Small parasite that bites plants to feed, the mealy bug is a phytophagous insect belonging to the super-family Coccoidea, counting more than 8000 species. The females usually produce a kind of protective wax or lacquer that protects them from plant protection products.
Like aphids, they produce honeydew that ants like to consume.
Coccoidea feed on a wide variety of plants, making them a common garden pest. Fortunately, for the most common species, there are a variety of methods to control mealybugs.
Solutions for controlling mealybugs
In addition to chemical treatments that cause pollution, there are many biological and natural solutions to treat these phytophagous pests.

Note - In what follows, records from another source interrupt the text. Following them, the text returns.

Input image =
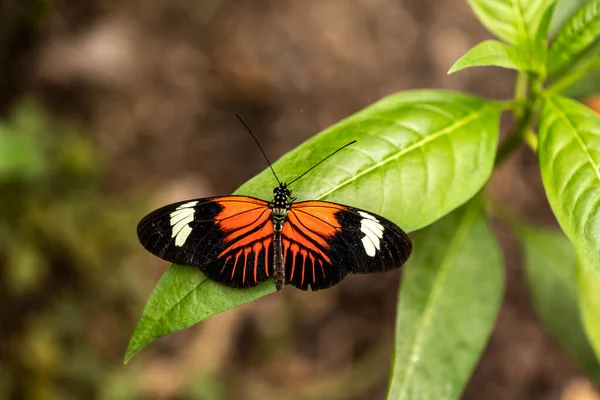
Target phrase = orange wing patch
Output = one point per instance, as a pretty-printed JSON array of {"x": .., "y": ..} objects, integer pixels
[
  {"x": 305, "y": 238},
  {"x": 249, "y": 232}
]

Lacewings are beneficials that consume mealybugs.
Easily acquired, lacewings also feed on thrips, many phytophagous mites, sycamore tigers, as well as aphids, making them a valuable auxiliary insect.
The comma beetle attacks mealybugs at all stages of their development, as well as woolly apple aphids.
Before purchasing any beneficial insects, be sure to study the parameters that may affect their effectiveness. Temperature, infested plants and pest numbers can affect the success of introducing beneficials.
Other biological control methods
Black soap, applied on the foliage of plants, allows to clean the honeydew of some insects, including mealybugs.
There are also insecticides based on rapeseed oil (such as Naturen eradibug), which form a lipid film that coats the insect, which allows to eliminate it by asphyxiation; thus allowing to get rid of many varieties of mealybugs.